Badan Ekonomi Kreatif (Bekraf) melansir bahwa industri musik menyumbang 0,48 persen terhadap PDB industri kreatif pada 2016. Angka ini menunjukkan kontribusi subsektor ini terkecil kesembilan di antara 16 subsektor ekonomi kreatif nasional.
Drummer Grup Musik PAS Band Sandy Andarusman mengatakan, kondisi tersebut lantaran Indonesia kekurangan gedung pertunjukan untuk menggelar konser. "Yang biasa jadi tempat tampil seperti hotel, gedung sewaan, atau semacam hall,” katanya kepada Katadata.co.id, Senin (11/2).
(Baca juga: Perjalanan Lima Dekade Bisnis Studio Rekaman Sebelum 1990)
Menurut Sandy, Indonesia membutuhkan area atau bangunan khusus seperti di Singapura. Beberapa lokasi konser terkenal di Negeri Singa, yaitu National Stadium, Singapore Conference Hall, Victoria Theatre, The Star Performing Arts Center, Singapore Indoor Stadium, dan lain-lain.
Di dalam negeri sebelumnya ada gedung pertunjukan musik di kawasan Taman Impian Jaya Ancol, Jakarta Utara bernama Mata Elang International Stadium (MEIS). Bangunan berkapasitas 200.000 orang ini terpaksa tutup per 26 Juni 2014. Keputusan tersebut dilakukan PT MEIS karena konflik terkait perizinan yang melibatkan perseroan serta pengelola Ancol Beach City.

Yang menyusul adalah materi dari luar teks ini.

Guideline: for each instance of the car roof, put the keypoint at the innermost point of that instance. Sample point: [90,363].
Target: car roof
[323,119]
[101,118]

(Baca juga: Kontroversi 6 Pasal RUU Permusikan yang Ingin Dihapus oleh Musisi)
Di tengah gaduh Rancangan Undang-Undang (RUU) tentang Permusikan, Sandy menilai bahwa regulasi selayaknya mampu menawarkan solusi atas berbagai perkerjaan rumah termasuk soal minimnya infrastruktur penduduk tersebut.
"Musisi Indonesia butuh banyak hal selain gedung pertunjukan musik, yaitu kemudahan perizinan dan perlindungan regulasi. (Misalnya) agar setiap karya yang kami buat itu selalu dikutip (secara jelas)," ujarnya.
Dengan kata lain, perihal krusial yang semestinya diatur dalam RUU Permusikan adalah tata kelola industri musik. Yang sekarang terjadi adalah sebagian musisi menolak kehadiran draf regulasi ini.